Lors de la dernière séance du colloque, il n’y a pas eu, comme c’est souvent l’usage, de conclusions tirées par les organisateurs. Je me suis  demandé quelle conclusion je pourrais en tirer pour moi-même. Les lignes qui suivent sont consacrées à l’élaboration de cette conclusion et aussi à quelques réflexions à propos de colloque.

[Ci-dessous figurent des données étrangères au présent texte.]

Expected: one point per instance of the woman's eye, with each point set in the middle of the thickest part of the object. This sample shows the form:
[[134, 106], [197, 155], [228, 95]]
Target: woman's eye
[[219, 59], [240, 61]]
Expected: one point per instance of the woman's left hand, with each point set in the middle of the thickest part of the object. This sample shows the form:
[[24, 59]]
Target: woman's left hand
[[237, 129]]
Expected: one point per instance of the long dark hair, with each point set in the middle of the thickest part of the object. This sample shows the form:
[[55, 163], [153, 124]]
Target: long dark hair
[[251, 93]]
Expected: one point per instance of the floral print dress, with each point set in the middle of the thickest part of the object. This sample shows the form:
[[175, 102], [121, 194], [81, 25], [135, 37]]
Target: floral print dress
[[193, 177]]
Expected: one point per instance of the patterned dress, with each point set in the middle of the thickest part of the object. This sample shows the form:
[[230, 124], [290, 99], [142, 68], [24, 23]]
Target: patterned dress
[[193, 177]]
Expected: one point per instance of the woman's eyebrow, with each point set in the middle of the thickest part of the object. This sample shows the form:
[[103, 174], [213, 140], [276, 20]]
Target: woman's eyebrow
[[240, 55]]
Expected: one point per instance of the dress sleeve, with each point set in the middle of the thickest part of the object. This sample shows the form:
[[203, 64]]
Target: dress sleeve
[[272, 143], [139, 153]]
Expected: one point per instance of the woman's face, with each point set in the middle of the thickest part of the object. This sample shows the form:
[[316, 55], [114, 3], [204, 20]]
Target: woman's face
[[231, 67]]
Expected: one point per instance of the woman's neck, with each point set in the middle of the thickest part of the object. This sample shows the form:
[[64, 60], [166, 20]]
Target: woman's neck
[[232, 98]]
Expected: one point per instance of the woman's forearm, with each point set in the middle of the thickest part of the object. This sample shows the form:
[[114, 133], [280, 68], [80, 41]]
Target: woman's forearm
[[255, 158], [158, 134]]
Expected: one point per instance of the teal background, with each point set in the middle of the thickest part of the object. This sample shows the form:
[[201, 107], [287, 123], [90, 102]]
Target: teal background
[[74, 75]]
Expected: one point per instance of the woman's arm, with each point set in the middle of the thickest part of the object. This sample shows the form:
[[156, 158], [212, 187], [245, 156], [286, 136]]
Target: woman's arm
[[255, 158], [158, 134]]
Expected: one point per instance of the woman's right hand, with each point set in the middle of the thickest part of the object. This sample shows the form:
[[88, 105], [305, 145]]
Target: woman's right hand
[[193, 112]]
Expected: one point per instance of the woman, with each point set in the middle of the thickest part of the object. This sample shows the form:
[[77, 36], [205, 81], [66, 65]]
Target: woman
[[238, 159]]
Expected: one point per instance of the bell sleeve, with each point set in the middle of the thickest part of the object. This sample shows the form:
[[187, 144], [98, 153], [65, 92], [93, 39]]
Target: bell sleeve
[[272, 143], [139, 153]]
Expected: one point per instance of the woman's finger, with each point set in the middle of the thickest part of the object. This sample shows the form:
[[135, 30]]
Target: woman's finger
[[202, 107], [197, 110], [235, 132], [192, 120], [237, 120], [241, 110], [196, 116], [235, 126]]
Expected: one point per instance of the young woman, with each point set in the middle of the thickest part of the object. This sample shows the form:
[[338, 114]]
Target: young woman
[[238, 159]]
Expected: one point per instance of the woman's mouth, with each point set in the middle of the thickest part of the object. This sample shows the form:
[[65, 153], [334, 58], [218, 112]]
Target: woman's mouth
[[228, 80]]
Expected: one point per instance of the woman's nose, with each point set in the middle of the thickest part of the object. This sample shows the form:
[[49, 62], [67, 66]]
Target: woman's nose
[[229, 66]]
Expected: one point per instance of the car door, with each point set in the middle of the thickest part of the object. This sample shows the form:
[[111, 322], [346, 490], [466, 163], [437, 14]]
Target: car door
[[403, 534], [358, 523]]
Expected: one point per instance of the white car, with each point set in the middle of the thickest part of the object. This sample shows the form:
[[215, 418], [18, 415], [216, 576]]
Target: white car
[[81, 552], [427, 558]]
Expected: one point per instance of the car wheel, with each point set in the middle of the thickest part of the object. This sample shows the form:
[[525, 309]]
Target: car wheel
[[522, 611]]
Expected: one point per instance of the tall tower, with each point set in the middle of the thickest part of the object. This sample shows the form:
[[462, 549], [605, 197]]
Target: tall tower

Comme première réflexion, l’émission d’un  regret : le regret que ce colloque n’ait pas suscité un plus grand intérêt des membres de notre associations : le pourcentage de membres présents (sur près de 1300 membres) était vraiment dérisoire. On aurait aussi pu aussi espérer un plus grand intérêt des historiens et chercheurs. Mais, peut-être, les invitations dans ce domaine ont-elles été trop sélectives ou manquaient-elles d’ouverture ? 
Dommage pour les absents, mais aussi pour les présents, auditeurs et conférenciers, car l’investissement important des organisateurs, la qualité du colloque et de son organisation méritaient une présence plus étoffée. Félicitations et merci au CRHIDI et à notre Association et plus particulièrement à Pierre Genin, Jacques Degehet et Francis Hiffe, Jean-Marie Cauchies,  agents de ce succès. 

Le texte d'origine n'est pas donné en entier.